There was also no placebo group in the study. Placebo controls are fake treatments given to participants in a study to serve as a comparison with the experimental drug. Participants may report feeling better solely due to the placebo effect – a phenomenon where a participant elicits an outcome that is solely due to the psychological notion that they are getting treatment rather than the active effects of a drug. This can often skew studies to show that a certain treatment is having an effect even though it is purely psychological in nature.
But even barring the allegations of wrongdoing, the inconclusive data still raise ethical questions over how we should look at clinical trial results – especially when the disease in question is one that lacks any other options for treatment.
Simuphilam is not the only drug that has had controversy over its data. The FDA approved Aduhelm, another Alzheimer’s drug, in June 2021, even as many studies were murky on its effects on participants. It was allowed through a process called “accelerated approval,” which grants more leniency in requirements for last-resort drugs of grave diseases.
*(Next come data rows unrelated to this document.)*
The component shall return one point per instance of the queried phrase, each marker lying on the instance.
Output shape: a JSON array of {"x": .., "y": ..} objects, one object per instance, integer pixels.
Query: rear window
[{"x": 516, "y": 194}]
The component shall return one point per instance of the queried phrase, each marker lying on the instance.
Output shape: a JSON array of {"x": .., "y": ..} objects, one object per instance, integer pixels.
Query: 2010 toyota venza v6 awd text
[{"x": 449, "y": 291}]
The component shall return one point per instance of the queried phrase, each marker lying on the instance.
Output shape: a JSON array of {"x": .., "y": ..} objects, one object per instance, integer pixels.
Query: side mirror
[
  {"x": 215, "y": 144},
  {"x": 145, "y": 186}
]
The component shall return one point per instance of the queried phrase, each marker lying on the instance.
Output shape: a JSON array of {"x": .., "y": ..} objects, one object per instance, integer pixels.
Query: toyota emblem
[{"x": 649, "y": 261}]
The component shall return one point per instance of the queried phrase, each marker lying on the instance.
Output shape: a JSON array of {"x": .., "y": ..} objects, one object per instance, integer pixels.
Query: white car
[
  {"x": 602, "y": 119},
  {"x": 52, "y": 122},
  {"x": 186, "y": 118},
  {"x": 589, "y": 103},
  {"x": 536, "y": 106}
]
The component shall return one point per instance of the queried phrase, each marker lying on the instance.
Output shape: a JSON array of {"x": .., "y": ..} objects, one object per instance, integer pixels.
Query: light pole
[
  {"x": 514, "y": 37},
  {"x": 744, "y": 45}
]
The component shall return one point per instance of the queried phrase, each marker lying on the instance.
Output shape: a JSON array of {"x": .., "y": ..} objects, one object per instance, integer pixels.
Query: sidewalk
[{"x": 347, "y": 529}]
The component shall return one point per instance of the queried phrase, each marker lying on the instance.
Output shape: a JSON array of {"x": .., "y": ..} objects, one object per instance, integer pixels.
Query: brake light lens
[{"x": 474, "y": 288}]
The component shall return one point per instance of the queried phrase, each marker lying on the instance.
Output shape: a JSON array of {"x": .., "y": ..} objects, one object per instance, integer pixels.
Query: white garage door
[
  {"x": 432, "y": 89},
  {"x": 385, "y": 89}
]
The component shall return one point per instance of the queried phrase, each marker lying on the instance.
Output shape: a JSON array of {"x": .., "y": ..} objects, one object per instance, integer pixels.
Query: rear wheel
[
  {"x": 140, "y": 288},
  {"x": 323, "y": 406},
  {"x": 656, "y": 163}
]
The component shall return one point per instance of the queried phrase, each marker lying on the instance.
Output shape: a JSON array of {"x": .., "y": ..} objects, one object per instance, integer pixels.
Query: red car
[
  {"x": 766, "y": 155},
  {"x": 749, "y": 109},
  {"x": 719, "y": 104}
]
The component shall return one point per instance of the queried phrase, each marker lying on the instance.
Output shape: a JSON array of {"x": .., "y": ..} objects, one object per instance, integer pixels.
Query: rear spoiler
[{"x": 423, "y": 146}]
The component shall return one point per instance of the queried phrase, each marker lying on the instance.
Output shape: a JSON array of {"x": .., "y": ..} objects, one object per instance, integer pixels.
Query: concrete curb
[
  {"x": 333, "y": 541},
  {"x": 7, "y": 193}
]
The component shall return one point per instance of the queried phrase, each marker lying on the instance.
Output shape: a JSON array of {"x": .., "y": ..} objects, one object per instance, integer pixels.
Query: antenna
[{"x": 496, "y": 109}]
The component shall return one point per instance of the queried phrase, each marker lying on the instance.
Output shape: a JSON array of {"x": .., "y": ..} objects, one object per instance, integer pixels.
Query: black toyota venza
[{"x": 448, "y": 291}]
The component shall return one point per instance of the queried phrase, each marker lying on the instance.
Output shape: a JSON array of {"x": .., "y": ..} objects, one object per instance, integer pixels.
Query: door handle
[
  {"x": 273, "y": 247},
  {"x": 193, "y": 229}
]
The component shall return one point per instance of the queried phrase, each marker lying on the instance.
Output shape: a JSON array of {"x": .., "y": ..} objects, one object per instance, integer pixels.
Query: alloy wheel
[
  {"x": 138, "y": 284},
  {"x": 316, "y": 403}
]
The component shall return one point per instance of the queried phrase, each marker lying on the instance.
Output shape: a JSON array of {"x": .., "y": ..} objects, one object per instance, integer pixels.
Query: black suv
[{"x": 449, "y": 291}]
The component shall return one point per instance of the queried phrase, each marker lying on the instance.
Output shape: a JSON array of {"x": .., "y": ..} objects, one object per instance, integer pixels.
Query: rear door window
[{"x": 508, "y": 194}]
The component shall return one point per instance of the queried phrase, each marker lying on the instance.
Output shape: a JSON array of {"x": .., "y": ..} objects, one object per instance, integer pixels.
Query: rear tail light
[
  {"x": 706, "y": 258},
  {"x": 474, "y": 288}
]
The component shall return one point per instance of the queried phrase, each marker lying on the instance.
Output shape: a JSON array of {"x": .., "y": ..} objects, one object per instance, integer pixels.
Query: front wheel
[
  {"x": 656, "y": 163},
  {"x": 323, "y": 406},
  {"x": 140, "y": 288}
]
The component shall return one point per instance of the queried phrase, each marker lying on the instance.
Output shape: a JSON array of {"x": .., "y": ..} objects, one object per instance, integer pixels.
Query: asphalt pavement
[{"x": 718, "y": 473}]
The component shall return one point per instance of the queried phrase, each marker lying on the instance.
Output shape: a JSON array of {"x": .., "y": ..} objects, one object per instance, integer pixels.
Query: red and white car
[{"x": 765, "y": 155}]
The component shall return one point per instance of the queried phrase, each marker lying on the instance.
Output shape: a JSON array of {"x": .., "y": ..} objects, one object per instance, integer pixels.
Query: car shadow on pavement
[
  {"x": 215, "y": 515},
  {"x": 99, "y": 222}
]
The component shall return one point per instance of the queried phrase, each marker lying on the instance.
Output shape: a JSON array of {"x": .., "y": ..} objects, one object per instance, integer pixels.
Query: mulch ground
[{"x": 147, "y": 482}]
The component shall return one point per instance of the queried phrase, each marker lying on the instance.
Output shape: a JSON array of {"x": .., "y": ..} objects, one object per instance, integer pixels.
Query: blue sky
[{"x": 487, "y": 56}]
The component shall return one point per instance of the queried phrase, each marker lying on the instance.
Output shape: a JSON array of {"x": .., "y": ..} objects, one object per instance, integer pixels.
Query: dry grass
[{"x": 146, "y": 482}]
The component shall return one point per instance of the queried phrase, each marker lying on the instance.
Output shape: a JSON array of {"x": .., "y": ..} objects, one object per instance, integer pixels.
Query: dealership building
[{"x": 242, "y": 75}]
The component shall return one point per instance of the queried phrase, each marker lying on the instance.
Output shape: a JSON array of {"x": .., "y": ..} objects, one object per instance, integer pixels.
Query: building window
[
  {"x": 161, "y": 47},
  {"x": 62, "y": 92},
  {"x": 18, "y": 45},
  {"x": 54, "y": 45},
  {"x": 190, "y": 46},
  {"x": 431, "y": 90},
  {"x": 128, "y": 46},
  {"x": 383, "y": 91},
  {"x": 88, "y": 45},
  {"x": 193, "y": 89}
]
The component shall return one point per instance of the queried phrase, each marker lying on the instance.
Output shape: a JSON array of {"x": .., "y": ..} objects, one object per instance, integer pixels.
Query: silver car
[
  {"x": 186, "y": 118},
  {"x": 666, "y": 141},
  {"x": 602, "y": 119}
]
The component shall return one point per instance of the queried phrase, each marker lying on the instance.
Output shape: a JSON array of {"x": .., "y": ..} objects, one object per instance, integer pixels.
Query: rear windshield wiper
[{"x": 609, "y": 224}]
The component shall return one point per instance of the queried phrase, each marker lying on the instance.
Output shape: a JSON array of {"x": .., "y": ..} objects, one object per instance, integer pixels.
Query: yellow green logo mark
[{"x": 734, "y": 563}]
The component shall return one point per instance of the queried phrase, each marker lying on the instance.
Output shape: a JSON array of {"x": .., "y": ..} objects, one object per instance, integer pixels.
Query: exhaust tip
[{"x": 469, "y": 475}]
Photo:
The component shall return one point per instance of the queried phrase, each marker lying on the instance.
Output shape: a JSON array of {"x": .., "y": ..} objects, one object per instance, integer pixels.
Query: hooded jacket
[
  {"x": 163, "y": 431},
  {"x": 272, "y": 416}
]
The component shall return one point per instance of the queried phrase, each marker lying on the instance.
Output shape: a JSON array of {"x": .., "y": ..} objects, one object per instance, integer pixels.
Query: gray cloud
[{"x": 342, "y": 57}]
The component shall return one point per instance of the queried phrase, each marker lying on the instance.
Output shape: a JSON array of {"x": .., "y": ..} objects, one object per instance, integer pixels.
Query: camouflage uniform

“FDA approval should be based on sound scientific evidence except in certain unusual circumstances, such as absence of alternative treatments, severity of the disease, and a reasonable, scientifically based, belief that the drug has properties that may have a beneficial effect on disease progression” said Dr. Jeffrey Blustein, a professor of bioethics at the City College of New York. These unusual circumstances may apply to Alzheimer’s, where there is no alternative treatment aside from the two experimental drugs.
Aduhelm and simuphilam fall into a gray area where they are both first-time attempts at curing a degenerative disease, but also face criticism over how sound their data is. Regardless, many citizens have pushed for these experimental treatments as a last hope, including some protesting in favor of expanded access to Aduhelm outside of the Department of Health and Human Services. Dr. Blustein also notes that drug companies have often yielded to public pressure to make such drugs available to a wider scope of individuals even before full approval.
But how far would you go when the alternative is rapid, cognitive decline? Could you justify giving a drug with inconclusive data and unknown long-term effects to prevent a devastating disease?